7. The electromagnetic excitation device for an industrial cooling circulating water purification unit according to claim 6, characterized in that, The processing box (10) is also provided with an inlet pipe (20) and an outlet pipe (30). The inlet pipe (20) is connected to the first sealed chamber (14), and the outlet pipe (30) is connected to the second sealed chamber (15). A first valve (21) and a second valve (31) are respectively installed on the inlet pipe (20) and the outlet pipe (30). The first valve (21) is used to close and open the inlet pipe (20), and the second valve (31) is used to close and open the outlet pipe (30). The other ends of the inlet pipe (20) and the outlet pipe (30) are respectively connected to the main water pipe (40). A third valve (41) is provided on the main water pipe (40). The third valve (41) is located in the pipe body between the inlet pipe (20) and the outlet pipe (30) and the main water pipe (40).

8. The electromagnetic excitation device for an industrial cooling circulating water purification unit according to claim 7, characterized in that, The main water pipe (40) is arranged horizontally, and the inlet pipe (20) and the outlet pipe (30) are arranged vertically.

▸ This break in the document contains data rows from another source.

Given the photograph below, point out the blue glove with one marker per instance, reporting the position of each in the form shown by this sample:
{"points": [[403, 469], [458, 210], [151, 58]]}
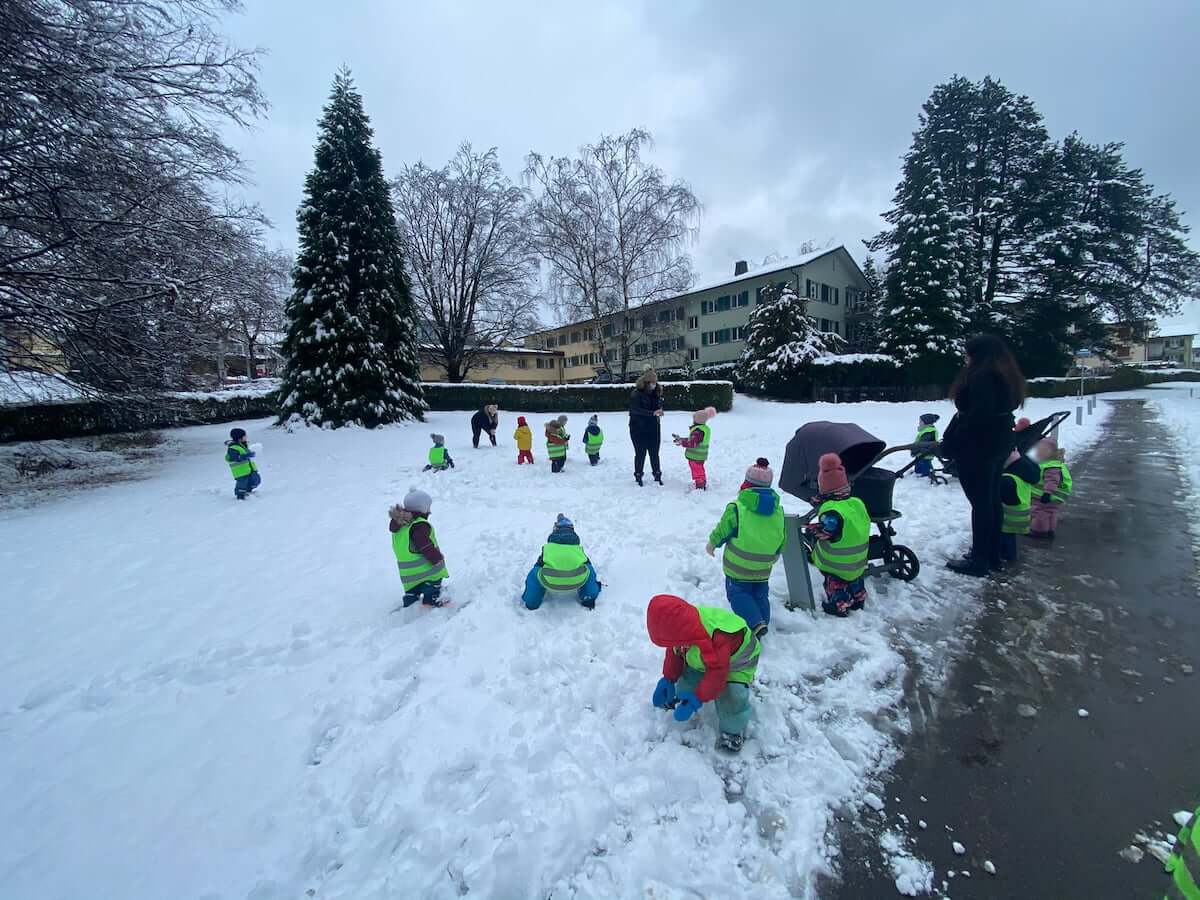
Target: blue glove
{"points": [[687, 706], [664, 693]]}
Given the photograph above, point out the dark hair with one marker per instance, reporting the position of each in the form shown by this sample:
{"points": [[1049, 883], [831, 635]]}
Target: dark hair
{"points": [[990, 353]]}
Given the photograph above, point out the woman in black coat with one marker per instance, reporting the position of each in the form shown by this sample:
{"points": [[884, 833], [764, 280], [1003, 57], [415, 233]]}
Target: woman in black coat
{"points": [[979, 439], [645, 424]]}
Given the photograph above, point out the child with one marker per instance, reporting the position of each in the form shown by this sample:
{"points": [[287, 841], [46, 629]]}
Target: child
{"points": [[927, 433], [843, 533], [562, 568], [1054, 490], [240, 459], [711, 654], [593, 439], [525, 442], [751, 531], [439, 459], [421, 565], [696, 445], [557, 441]]}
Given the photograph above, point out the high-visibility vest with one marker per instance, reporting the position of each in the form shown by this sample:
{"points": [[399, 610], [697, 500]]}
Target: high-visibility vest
{"points": [[1062, 492], [564, 568], [751, 552], [415, 569], [557, 451], [1183, 864], [243, 468], [922, 432], [1017, 515], [699, 453], [846, 557], [744, 663]]}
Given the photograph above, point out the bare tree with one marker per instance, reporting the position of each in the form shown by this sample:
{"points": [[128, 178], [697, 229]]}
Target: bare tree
{"points": [[613, 232], [467, 249]]}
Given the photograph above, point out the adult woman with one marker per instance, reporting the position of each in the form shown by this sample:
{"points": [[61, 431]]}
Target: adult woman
{"points": [[987, 391], [486, 419], [645, 429]]}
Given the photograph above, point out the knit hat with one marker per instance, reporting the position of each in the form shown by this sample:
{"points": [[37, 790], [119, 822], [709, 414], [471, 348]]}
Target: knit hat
{"points": [[760, 474], [417, 501], [832, 474]]}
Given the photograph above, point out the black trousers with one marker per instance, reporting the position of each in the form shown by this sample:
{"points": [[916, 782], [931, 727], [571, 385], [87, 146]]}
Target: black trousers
{"points": [[979, 477]]}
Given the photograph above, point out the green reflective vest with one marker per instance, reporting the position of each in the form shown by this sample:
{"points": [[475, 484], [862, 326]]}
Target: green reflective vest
{"points": [[744, 663], [1183, 864], [564, 568], [415, 569], [922, 432], [699, 453], [557, 451], [753, 550], [1017, 515], [240, 469], [846, 557], [1062, 492]]}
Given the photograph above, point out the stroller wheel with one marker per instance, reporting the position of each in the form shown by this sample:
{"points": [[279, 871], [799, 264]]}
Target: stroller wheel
{"points": [[903, 562]]}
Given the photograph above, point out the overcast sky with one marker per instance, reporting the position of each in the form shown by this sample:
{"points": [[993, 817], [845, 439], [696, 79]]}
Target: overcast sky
{"points": [[787, 119]]}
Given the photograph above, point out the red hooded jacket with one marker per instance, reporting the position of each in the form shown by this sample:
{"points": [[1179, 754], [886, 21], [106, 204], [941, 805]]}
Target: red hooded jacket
{"points": [[675, 623]]}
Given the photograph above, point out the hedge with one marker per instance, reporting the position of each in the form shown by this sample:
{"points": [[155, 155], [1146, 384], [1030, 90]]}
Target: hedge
{"points": [[46, 421]]}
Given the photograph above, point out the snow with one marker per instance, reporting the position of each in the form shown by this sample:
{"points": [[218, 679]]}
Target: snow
{"points": [[223, 689]]}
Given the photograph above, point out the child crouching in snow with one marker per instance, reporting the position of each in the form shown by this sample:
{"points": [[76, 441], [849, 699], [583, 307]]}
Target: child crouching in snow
{"points": [[711, 655], [696, 445], [843, 533], [439, 457], [563, 569], [413, 540]]}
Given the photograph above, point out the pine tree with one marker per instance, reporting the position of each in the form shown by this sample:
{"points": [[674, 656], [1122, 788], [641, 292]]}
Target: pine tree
{"points": [[923, 322], [781, 340], [351, 341]]}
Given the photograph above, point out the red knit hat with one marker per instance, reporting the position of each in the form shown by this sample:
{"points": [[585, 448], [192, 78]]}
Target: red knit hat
{"points": [[832, 474]]}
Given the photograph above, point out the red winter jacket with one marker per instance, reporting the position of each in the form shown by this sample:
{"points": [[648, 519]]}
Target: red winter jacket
{"points": [[675, 623]]}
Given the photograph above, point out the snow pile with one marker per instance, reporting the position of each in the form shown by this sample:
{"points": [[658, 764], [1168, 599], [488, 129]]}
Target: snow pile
{"points": [[223, 690]]}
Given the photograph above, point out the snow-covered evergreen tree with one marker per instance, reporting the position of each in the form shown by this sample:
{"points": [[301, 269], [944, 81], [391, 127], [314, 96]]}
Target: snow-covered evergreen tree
{"points": [[351, 342], [780, 340], [923, 322]]}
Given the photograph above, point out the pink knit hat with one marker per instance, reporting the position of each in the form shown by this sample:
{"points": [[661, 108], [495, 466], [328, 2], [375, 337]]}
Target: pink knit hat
{"points": [[832, 474]]}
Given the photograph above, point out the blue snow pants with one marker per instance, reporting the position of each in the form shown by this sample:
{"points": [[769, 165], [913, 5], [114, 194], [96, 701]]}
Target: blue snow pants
{"points": [[535, 593], [749, 599], [244, 485]]}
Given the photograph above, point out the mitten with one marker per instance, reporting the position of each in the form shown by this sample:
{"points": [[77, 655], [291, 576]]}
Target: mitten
{"points": [[664, 693], [687, 706]]}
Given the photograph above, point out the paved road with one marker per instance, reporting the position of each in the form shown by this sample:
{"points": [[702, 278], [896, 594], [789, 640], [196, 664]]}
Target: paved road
{"points": [[1107, 619]]}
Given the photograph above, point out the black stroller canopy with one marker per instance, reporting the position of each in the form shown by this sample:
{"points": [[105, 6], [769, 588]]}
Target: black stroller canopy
{"points": [[856, 447]]}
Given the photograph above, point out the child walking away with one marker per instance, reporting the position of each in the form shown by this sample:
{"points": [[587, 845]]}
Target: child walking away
{"points": [[439, 457], [711, 654], [696, 445], [421, 565], [556, 443], [593, 439], [751, 531], [563, 569], [927, 433], [523, 436], [1053, 491], [241, 465], [843, 532]]}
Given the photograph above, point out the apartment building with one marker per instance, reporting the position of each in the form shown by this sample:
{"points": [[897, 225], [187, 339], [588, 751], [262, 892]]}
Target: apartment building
{"points": [[707, 324]]}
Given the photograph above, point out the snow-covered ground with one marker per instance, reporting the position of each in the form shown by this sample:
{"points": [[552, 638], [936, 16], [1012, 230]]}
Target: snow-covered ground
{"points": [[204, 699]]}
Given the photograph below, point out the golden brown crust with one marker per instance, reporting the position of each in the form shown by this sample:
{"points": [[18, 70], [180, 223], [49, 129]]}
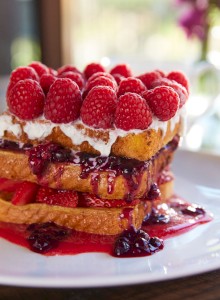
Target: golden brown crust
{"points": [[108, 221], [14, 165], [141, 146]]}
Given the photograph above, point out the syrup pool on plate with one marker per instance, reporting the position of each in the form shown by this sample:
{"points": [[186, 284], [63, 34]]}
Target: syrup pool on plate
{"points": [[165, 221]]}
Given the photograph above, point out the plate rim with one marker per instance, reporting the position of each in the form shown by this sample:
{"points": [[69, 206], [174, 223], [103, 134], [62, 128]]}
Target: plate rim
{"points": [[110, 280]]}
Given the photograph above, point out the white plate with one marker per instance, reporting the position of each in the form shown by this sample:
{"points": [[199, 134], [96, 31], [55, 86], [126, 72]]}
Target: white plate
{"points": [[191, 253]]}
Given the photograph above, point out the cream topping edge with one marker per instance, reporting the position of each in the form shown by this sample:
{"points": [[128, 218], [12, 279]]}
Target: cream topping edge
{"points": [[40, 130]]}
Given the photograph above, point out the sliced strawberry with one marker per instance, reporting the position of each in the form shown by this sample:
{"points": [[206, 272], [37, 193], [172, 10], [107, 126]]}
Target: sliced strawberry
{"points": [[8, 185], [90, 200], [25, 193], [57, 197]]}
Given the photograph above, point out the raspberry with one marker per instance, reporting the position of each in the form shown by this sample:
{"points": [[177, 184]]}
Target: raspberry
{"points": [[149, 78], [162, 74], [118, 78], [132, 112], [26, 99], [21, 73], [52, 72], [46, 81], [74, 76], [98, 74], [57, 197], [122, 69], [39, 68], [99, 81], [92, 69], [63, 101], [180, 78], [90, 200], [181, 91], [25, 193], [131, 84], [8, 185], [163, 101], [67, 68], [99, 107]]}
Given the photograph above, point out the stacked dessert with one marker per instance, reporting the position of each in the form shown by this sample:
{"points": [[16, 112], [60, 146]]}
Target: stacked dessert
{"points": [[88, 150]]}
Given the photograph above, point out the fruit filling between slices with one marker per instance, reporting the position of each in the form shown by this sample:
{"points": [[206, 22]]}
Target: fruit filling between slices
{"points": [[169, 219], [92, 166]]}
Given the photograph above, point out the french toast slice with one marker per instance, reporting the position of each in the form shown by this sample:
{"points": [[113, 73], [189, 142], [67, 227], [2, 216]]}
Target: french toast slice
{"points": [[112, 178], [108, 221], [137, 144]]}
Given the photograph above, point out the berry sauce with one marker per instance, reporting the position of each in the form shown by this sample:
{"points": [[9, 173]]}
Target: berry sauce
{"points": [[132, 170], [166, 220]]}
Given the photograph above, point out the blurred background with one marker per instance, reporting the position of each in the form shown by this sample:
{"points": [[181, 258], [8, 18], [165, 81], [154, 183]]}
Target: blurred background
{"points": [[146, 34]]}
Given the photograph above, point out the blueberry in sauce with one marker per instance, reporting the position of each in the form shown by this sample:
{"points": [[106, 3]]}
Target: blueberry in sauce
{"points": [[156, 218], [45, 236], [193, 210], [154, 192], [133, 243]]}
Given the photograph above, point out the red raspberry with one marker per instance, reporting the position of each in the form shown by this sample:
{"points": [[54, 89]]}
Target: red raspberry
{"points": [[180, 78], [118, 78], [163, 101], [74, 76], [149, 78], [39, 68], [67, 68], [21, 73], [90, 200], [26, 99], [52, 71], [99, 81], [122, 69], [132, 112], [46, 81], [57, 197], [162, 74], [131, 84], [92, 69], [181, 91], [99, 107], [63, 101], [8, 185], [98, 74]]}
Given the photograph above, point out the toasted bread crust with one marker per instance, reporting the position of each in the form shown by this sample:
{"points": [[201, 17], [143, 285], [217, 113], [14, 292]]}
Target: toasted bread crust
{"points": [[141, 146], [108, 221], [14, 165]]}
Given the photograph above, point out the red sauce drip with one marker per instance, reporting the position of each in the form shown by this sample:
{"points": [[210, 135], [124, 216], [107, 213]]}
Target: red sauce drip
{"points": [[79, 242]]}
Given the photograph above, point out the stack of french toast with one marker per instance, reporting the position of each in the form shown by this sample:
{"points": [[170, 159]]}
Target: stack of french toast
{"points": [[88, 150]]}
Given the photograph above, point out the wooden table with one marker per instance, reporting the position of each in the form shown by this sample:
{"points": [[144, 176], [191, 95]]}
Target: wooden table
{"points": [[203, 287]]}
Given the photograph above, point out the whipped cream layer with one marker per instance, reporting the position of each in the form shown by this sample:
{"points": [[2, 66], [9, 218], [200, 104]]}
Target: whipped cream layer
{"points": [[77, 131]]}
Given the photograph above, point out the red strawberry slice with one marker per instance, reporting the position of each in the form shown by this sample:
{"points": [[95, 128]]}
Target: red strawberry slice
{"points": [[90, 200], [57, 197], [25, 193], [8, 185]]}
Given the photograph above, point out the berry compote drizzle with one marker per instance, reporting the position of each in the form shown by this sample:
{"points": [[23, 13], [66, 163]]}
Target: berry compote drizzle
{"points": [[166, 220]]}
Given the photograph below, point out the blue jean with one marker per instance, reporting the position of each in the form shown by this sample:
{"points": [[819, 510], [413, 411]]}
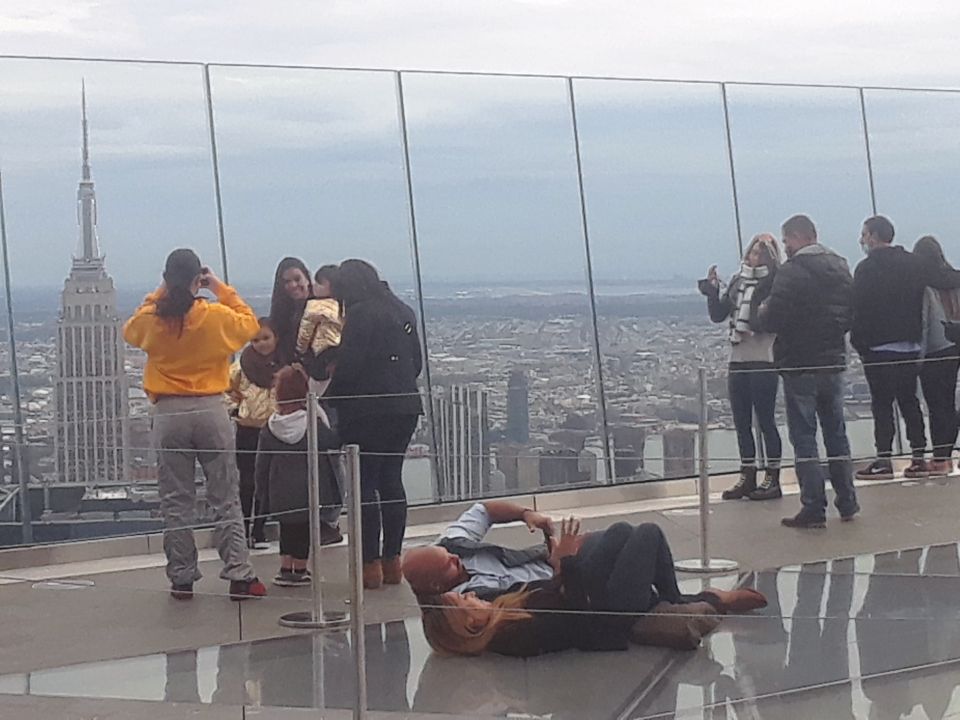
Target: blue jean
{"points": [[755, 390], [811, 396]]}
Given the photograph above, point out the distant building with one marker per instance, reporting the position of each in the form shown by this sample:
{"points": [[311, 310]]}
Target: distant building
{"points": [[90, 383], [462, 427], [679, 451], [518, 407]]}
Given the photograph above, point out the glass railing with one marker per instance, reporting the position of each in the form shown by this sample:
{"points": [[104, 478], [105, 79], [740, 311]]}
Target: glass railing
{"points": [[548, 232]]}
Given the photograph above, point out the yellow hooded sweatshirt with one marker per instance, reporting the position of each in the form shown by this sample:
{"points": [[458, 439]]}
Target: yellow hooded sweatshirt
{"points": [[196, 361]]}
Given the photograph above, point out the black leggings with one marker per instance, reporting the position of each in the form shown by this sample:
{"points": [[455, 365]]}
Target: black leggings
{"points": [[295, 539], [938, 378], [383, 441], [253, 500], [630, 569]]}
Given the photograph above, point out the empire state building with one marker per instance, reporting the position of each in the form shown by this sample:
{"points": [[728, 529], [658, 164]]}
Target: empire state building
{"points": [[91, 386]]}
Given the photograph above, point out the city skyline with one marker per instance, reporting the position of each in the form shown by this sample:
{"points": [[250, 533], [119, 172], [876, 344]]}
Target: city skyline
{"points": [[311, 164]]}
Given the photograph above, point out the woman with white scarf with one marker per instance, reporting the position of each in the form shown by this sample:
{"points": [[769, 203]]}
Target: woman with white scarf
{"points": [[753, 379]]}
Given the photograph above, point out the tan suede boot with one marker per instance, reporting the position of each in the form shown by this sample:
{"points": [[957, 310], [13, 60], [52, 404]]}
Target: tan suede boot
{"points": [[392, 574], [372, 574]]}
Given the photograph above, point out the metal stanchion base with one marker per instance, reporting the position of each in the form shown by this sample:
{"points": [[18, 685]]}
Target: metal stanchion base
{"points": [[714, 565], [305, 619]]}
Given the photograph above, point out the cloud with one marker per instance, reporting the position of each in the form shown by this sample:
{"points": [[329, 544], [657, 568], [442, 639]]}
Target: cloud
{"points": [[869, 41]]}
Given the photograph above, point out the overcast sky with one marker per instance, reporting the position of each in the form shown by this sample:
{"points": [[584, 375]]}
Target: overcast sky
{"points": [[311, 165], [863, 41]]}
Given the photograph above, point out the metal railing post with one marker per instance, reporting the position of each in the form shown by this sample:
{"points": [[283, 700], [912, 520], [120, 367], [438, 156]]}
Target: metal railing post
{"points": [[704, 564], [357, 637], [315, 618]]}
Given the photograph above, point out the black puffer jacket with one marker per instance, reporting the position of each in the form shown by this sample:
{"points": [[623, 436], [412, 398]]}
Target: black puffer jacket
{"points": [[810, 310], [380, 358]]}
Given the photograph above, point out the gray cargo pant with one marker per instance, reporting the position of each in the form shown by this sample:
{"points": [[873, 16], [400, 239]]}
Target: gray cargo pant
{"points": [[187, 430]]}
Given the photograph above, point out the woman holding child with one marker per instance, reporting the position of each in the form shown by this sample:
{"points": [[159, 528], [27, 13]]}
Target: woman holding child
{"points": [[307, 325]]}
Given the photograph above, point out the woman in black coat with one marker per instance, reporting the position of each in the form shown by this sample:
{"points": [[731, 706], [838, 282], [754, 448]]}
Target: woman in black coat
{"points": [[375, 393]]}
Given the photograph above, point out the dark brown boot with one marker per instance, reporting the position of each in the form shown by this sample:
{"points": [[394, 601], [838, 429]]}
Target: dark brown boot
{"points": [[745, 485], [372, 574]]}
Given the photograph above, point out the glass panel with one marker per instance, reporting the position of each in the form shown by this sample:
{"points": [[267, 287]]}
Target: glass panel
{"points": [[149, 190], [802, 150], [311, 167], [915, 148], [660, 208], [512, 363]]}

9. The electromagnetic excitation device for an industrial cooling circulating water purification unit according to claim 8, characterized in that, The inlet pipe (20) and outlet pipe (30) are connected to the main water pipe (40) along the length of the main water pipe (40).

10. The electromagnetic excitation device for an industrial cooling circulating water purification unit according to claim 1, characterized in that, The height of the inlet of the waterway (11) is lower than the height of the outlet.